21/ENBİYÂ-7: Ve mâ erselnâ kableke
illâ ricâlen nûhî ileyhim fes’elû ehlez zikri in kuntum lâ ta’lemûn(ta’lemûne).
Ve
senden önce, vahyettiğimiz rical (erkekler)den başkasını göndermedik. Eğer
bilmiyorsanız, zikir ehline (daimî zikrin sahiplerine) sorun.
ü
Allahû Tealâ’nın
zikredildiği evlerde Allah’ın nuru vardır:
24/NÛR-36: Fî buyûtin ezinallâhu
en turfea ve yuzkere fîhesmuhu yusebbihu lehu fîhâ bil guduvvi vel âsâl(âsâli).
Allah'ın,
içinde İsmi'nin yükseltilmesine ve zikredilmesine izin verdiği evlerin içinde
(Allah'ın nuru) vardır.
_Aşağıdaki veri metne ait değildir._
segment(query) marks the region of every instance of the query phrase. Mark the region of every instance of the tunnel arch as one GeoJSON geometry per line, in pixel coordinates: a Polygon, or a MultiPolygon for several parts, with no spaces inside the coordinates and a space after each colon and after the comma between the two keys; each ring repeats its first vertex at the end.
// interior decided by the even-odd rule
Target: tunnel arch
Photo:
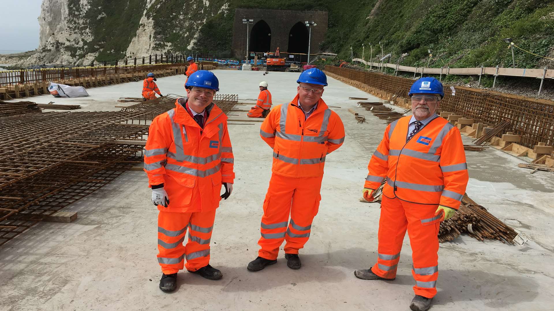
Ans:
{"type": "Polygon", "coordinates": [[[307,53],[309,34],[307,27],[302,22],[296,23],[289,32],[289,53],[307,53]]]}
{"type": "Polygon", "coordinates": [[[271,29],[263,19],[252,27],[250,34],[250,51],[267,52],[271,45],[271,29]]]}

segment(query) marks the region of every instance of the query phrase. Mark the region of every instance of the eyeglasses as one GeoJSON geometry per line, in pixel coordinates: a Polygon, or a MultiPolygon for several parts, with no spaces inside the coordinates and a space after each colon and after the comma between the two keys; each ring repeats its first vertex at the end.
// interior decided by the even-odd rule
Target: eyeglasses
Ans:
{"type": "Polygon", "coordinates": [[[433,95],[414,95],[412,96],[412,101],[414,102],[419,102],[421,100],[425,101],[425,102],[437,102],[439,101],[439,98],[433,95]]]}
{"type": "Polygon", "coordinates": [[[323,88],[317,88],[317,89],[312,89],[311,87],[308,87],[307,86],[300,86],[304,92],[306,93],[310,93],[310,92],[314,92],[314,94],[321,94],[323,92],[323,88]]]}
{"type": "Polygon", "coordinates": [[[194,87],[192,89],[192,91],[198,95],[206,94],[207,96],[213,96],[216,95],[216,91],[214,90],[210,90],[209,89],[194,87]]]}

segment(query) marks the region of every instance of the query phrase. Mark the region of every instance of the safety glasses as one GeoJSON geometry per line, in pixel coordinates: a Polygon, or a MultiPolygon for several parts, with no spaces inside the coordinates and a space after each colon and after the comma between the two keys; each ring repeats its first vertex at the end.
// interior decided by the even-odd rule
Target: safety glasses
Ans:
{"type": "Polygon", "coordinates": [[[307,86],[300,86],[304,92],[306,93],[310,93],[314,92],[315,94],[321,94],[323,92],[323,88],[321,89],[312,89],[311,87],[308,87],[307,86]]]}
{"type": "Polygon", "coordinates": [[[414,95],[412,96],[412,101],[414,102],[419,102],[422,100],[425,102],[437,102],[439,101],[439,98],[433,95],[414,95]]]}
{"type": "Polygon", "coordinates": [[[216,95],[216,90],[210,90],[209,89],[193,87],[192,89],[192,91],[194,92],[195,94],[197,94],[198,95],[205,94],[207,96],[213,96],[216,95]]]}

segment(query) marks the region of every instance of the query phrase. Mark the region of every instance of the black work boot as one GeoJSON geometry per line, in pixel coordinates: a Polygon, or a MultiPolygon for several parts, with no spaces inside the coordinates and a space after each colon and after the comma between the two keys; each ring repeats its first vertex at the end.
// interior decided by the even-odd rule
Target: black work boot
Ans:
{"type": "Polygon", "coordinates": [[[427,311],[431,307],[431,300],[433,298],[428,298],[419,295],[416,295],[412,299],[410,309],[413,311],[427,311]]]}
{"type": "Polygon", "coordinates": [[[265,259],[265,258],[258,257],[256,259],[250,261],[248,263],[248,266],[247,267],[247,269],[248,269],[250,271],[259,271],[260,270],[265,268],[266,266],[270,266],[276,263],[277,260],[270,260],[269,259],[265,259]]]}
{"type": "Polygon", "coordinates": [[[207,266],[202,267],[196,271],[189,271],[189,272],[196,273],[200,276],[208,279],[219,279],[223,277],[223,274],[221,271],[212,267],[209,264],[207,266]]]}
{"type": "Polygon", "coordinates": [[[396,278],[385,278],[376,274],[371,271],[371,268],[369,269],[360,269],[354,271],[354,275],[356,277],[362,279],[382,279],[383,281],[393,281],[396,278]]]}
{"type": "Polygon", "coordinates": [[[302,266],[298,254],[285,254],[285,259],[286,260],[286,266],[291,269],[297,270],[302,266]]]}
{"type": "Polygon", "coordinates": [[[171,274],[162,274],[160,279],[160,289],[163,292],[175,291],[177,287],[177,273],[171,274]]]}

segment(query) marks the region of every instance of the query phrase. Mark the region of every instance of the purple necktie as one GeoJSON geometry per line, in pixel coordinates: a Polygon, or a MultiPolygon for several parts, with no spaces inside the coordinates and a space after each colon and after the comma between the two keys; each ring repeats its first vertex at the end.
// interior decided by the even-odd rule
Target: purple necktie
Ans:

Orada O'nu, sabah akşam tesbih ederler.
ü
Mescitlerin
içinde Allah’ın ismi zikredilmeseydi mescitler harab olurdu.
22/HACC-40: Ellezîne uhricû min
diyârihim bi gayri hakkın illâ en yekûlû rabbunallâh(rabbunallâhu), ve lev lâ
def’ullâhin nâse ba’dahum bi ba’dın lehuddimet savâmıu ve biyaun ve salavâtun
ve mesâcidu yuzkeru fîhesmullâhi kesîrâ(kesîran), ve le yansurennallâhu men
yansuruh(yansuruhu), innallâhe le kaviyyun azîz(azîzun).
Onlar,
sadece “Rabbimiz Allah'tır” dedikleri için haksız yere yurtlarından
çıkarıldılar. Ve eğer, Allah'ın insanları birbiriyle defetmesi olmasaydı,
(rahiplerin) mabetleri, (hristiyanların) kiliseleri, (yahudilerin) havraları ve
içinde Allah'ın isminin çok zikredildiği (müslümanların) mescidleri mutlaka
harap olup yıkılırdı. O'na (Allah'a) yardım edene, Allah mutlaka yardım eder.
Muhakkak ki Allah, elbette Kaviyy'dir (kuvvetli, güçlü) Azîz'dir (yüce).
ü Allahû Tealâ’yı
yerlerde ve göklerde olan her şey zikreder (tesbih eder). Serbest iradesi olmayan mahlûkat yani her
şey Allah’ı otomatik olarak zikreder. Buna “tespih” denir.
17/İSRÂ-44: Tusebbihu lehus
semâvâtus seb’u vel ardu ve men fîhinn(fîhinne), ve in min şey’in illâ
yusebbihu bi hamdihî ve lâkin lâ tefkahûne tesbîhahum, innehu kâne halîmen
gafûrâ(gafûren).
7
kat gökler ve yeryüzü ve onlarda bulunanlar, O'nu (Allah'ı) tesbih ederler.
O'nu hamd ile tesbih etmeyen bir şey yoktur. Ve fakat onların tesbihlerini siz
fıkıh edemezsiniz (anlayamazsınız, idrak edemezsiniz). Muhakkak ki O;
Hakîm'dir, Gafûr'dur (mağfiret edendir).
59/HAŞR-24: Huvallâhul hâlikul
bâriûl musavviru lehul esmâul husnâ, yusebbihu lehu mâ fîs semâvâti vel
ard(ardı) ve huvel azîzul hakîm(hakîmu).
O
Allah ki; Yaratan'dır, Bâri'dir (yokken var eden), Musavvir'dir (şekil
verendir), güzel isimler O'nundur. Göklerde ve yerde olanlar O'nu tespih eder.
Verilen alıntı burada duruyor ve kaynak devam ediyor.